SMHS Literature Review

Learn to write a systematic review of literature.

Definitions

A literature review surveys books, scholarly articles, and any other sources relevant to your research topic or thesis statement. It should provide a theoretical summary or critical evaluation of these scholarly works.

You will need to analyze, evaluate, and synthesize the research that you’ve found on your topic.

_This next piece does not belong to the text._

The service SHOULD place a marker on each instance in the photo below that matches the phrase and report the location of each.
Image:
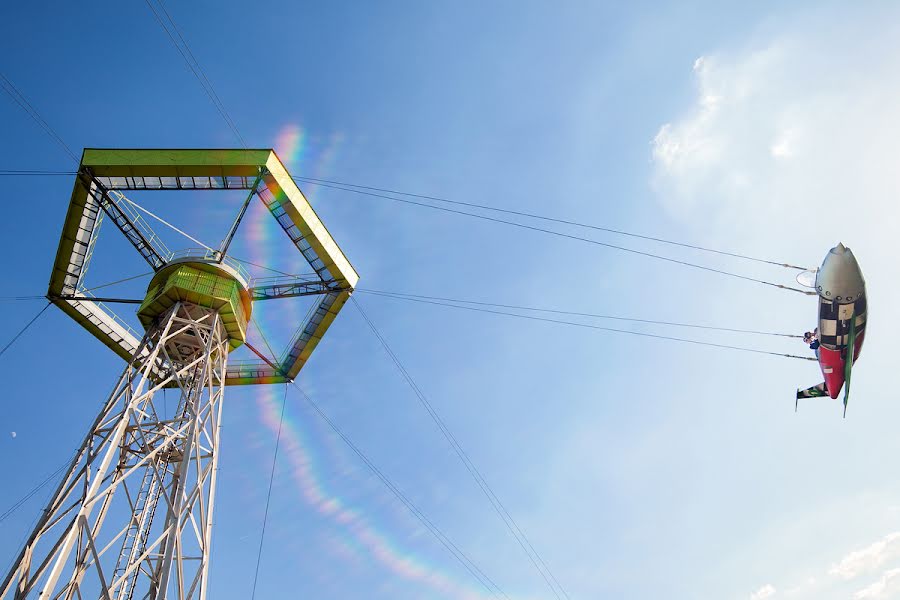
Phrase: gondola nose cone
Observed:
(840, 279)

A literature review should give context to your thesis and, if possible, reveal any gaps in the current literature. 

  • A comprehensive and up-to-date overview of the principal research about the topic being studied.
  • May consist of simply a summary of key sources, but it usually has an organizational pattern and combines both summary (a recap of the important information of the source) and synthesis (a re-organization, or a reshuffling, of that information in a way that informs how you are planning to investigate a research problem), often within specific conceptual categories. 
  • To demonstrate to your readers what you know about your topic.

     

  • To bring your readers up-to-date and fill them in on what has been published on your topic.

  • To allow you a better understanding of your topic.

  • Provides thorough knowledge of previous studies.

  • Introduce seminal works.

  • Help focus one’s own research topic.

  • Identify a conceptual framework for one’s own research questions or problems.

  • Indicate potential directions for future research.

  • Suggest previously unused or underused methodologies, designs, quantitative and qualitative strategies.

  • Identify gaps in previous studies; identifies flawed methodologies and/or theoretical approaches.

  • Avoids replication of mistakes.

  • Help the researcher avoid repetition of earlier research.

  • Determine whether past studies agree or disagree; identifies controversy in the literature. 

  • Test assumptions; may help counter preconceived ideas and remove unconscious bias.